If your users need to be able to use multiple computers or to have backups of their keys in case that their computer dies, there are a few options.
- Let each user have multiple key pairs, one per machine (including a backup). This is less convenient from a key-management perspective - you'd also need multiple public keys for each user, and to let all counterparties know whenever any user adds a new public key (or else have a trusted way to look up what each user's current and past set of public keys is) - but it has advantages too. Each private key can be generated in situ on each machine, and never leave it in any form. It can be marked non-exportable to make it harder for an attacker to exfiltrate the key.
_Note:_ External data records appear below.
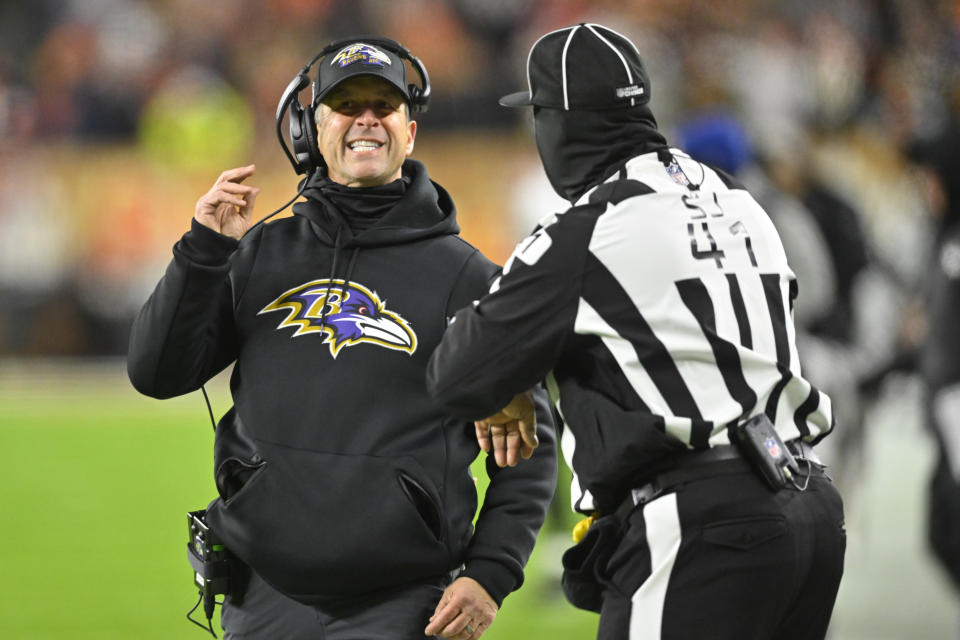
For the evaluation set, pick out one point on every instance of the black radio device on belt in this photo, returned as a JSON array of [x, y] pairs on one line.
[[215, 570], [760, 443]]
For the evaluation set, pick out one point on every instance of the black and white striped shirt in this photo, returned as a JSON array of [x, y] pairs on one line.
[[659, 308]]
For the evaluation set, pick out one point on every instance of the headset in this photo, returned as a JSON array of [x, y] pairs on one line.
[[306, 157]]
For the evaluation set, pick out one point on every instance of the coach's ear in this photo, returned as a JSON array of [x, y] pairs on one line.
[[411, 135]]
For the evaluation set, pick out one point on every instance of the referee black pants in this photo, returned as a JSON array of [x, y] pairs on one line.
[[725, 557]]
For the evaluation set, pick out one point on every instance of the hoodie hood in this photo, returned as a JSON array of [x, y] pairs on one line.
[[580, 149], [422, 209]]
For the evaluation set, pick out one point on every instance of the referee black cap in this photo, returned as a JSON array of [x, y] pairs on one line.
[[584, 67], [360, 58]]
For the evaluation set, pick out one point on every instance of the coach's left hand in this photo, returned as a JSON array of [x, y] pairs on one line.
[[464, 612], [511, 433]]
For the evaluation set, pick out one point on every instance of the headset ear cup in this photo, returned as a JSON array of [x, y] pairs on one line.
[[416, 102]]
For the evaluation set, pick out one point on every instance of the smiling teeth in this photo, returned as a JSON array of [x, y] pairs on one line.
[[362, 145]]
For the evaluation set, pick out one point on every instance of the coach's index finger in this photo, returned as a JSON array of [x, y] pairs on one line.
[[238, 174]]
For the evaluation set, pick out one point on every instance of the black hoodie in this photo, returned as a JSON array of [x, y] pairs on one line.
[[338, 474]]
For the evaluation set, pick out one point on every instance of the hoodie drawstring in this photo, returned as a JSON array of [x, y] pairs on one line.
[[333, 272]]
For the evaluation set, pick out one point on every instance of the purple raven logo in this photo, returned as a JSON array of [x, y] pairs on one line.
[[347, 313]]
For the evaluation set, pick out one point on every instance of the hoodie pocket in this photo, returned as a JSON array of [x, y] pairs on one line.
[[422, 502], [319, 526]]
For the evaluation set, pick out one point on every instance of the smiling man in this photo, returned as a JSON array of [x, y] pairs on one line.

A single key can be revoked (if you fear that e.g. the computer it's on might be compromised) without that user losing all of their keys.
- Let users transfer keys between machines themselves, without them going into centralized storage that could, in theory, access all of them. This is somewhat inconvenient for the user, greatly increases the risk of that specific key being compromised, and means that when a key is (or might be) compromised and gets revoked then the user has no trusted keys anymore. But, it hugely simplifies public key management; each user has one, known, public key, and the mapping between public keys and users doesn't change except when adding or removing a user, or needing to rotate/revoke a private key for some reason.
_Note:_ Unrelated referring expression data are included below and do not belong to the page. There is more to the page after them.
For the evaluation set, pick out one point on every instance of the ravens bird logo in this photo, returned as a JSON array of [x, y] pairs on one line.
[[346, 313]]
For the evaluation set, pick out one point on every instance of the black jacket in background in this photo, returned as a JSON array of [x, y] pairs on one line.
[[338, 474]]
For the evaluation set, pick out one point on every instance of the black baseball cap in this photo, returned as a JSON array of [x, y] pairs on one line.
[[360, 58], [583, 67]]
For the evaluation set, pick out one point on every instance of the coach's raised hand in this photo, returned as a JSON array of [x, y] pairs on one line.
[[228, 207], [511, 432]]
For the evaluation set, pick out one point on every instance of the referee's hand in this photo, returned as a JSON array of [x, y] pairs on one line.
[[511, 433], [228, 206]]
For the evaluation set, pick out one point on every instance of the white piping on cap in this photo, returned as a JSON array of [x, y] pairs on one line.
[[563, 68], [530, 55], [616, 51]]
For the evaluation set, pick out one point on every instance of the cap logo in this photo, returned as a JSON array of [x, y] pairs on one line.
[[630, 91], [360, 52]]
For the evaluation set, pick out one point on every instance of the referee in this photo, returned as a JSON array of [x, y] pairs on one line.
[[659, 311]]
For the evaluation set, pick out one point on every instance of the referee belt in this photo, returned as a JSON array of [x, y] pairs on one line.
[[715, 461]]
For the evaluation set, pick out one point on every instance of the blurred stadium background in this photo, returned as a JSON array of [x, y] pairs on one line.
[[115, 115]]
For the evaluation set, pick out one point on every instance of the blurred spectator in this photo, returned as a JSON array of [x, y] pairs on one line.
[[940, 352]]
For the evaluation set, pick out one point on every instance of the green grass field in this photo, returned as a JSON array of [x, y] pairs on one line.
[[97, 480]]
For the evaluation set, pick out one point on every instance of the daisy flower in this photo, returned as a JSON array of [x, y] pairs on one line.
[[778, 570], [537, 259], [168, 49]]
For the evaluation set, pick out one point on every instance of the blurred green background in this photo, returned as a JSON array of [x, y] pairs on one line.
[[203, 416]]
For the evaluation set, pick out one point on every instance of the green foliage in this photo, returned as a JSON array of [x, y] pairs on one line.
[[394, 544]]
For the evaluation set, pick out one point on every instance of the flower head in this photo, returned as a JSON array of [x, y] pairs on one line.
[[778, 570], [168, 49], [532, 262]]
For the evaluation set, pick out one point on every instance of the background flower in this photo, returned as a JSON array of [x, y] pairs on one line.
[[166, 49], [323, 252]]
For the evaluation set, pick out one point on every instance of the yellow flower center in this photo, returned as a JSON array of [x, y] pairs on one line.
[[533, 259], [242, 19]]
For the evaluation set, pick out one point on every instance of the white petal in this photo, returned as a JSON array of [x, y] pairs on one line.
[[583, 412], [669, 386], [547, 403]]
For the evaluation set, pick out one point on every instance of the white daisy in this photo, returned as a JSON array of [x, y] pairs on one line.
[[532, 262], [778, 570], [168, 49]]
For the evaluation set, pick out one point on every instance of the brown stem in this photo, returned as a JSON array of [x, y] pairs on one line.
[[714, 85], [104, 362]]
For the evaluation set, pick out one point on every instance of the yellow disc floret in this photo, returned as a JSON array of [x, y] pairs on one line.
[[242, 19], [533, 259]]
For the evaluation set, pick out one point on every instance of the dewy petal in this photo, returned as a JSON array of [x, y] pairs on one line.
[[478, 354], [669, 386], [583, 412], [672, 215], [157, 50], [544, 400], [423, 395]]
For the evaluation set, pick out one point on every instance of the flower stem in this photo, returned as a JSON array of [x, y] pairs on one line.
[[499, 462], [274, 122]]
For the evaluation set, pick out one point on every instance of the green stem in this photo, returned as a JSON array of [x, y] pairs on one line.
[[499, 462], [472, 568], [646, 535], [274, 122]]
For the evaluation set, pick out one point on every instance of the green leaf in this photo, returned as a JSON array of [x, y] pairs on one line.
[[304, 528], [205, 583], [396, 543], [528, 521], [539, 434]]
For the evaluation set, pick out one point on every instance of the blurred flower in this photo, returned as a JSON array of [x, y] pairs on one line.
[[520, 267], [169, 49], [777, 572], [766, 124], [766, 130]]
- As a compromise between these scenarios, allow the private key to be stored in your infrastructure, but before it ever leaves a user's computer, encrypt it with a symmetric key derived from a password that the user enters. This password should NOT be the same one that is used to log into the system (or, if it is, it needs to be hashed client-side in two different ways, one to derive the private-key-encrypting symmetric key, and one to pass to the server for authentication). Thus, the user has only one private key, but it never leaves their machine in plain text. The user can import their private key on new devices using the private key's encryption password (and presumably being logged into your infrastructure), but the actual private keys can't be decrypted and stolen from your server even in the case of total compromise[1]. The main downsides of this option are that your user still loses their only key pair if it has to be revoked for any reason and that your user must remember a password (possibly an additional password) though that's generally only actually needed when enrolling new devices.
Any of these options will be more secure, and closer to best practices around handling private keys, than what you're doing now. You can potentially have the client do nothing more than store the private key and relay data-to-sign in and signatures out, or have the client implement the entire document signing system in JS or WebASM or so on such that your servers merely need to store and retrieve the documents rather than implementing any actual signature-based logic themselves, or something in between.
The main issue you would run into - which you already have - is key authentication. How does somebody receiving a document know that it was signed by the right user? Unless the recipient knows for sure which public key corresponds to which user, they can't be sure that the document was actually signed by somebody else (possibly not a user at all, such as malware running on the server). The recipient can ask the server "hey, what's user X's public key?" of course, but a malicious or compromised server might lie in its response, perhaps returning the attacker's public key (which was used to fraudulently sign the modified document) instead of the legitimate user's public key (which can't verify the signature on the modified document). There are many attempts to solve this problem - public key infrastructure (PKI) with certificates and certificate authorities (as seen with TLS and S/MIME), web of trust with public key signing (as seen with PGP/GnuPG), trust-on-first-use (as seen with SSH), server-based key exchange with out-out-band verification (as seen with Signal, WhatsApp, and similar networks), and perhaps some others. All have drawbacks.
[1] Caveat on this point: with browser-based encryption, there's always the risk that a malicious or compromised site serves the browser a script that captures the key in plain text right off the client, or captures the user's login keystrokes, or whatever. This issue makes it impossible to build a proper zero-trust secure system on the web.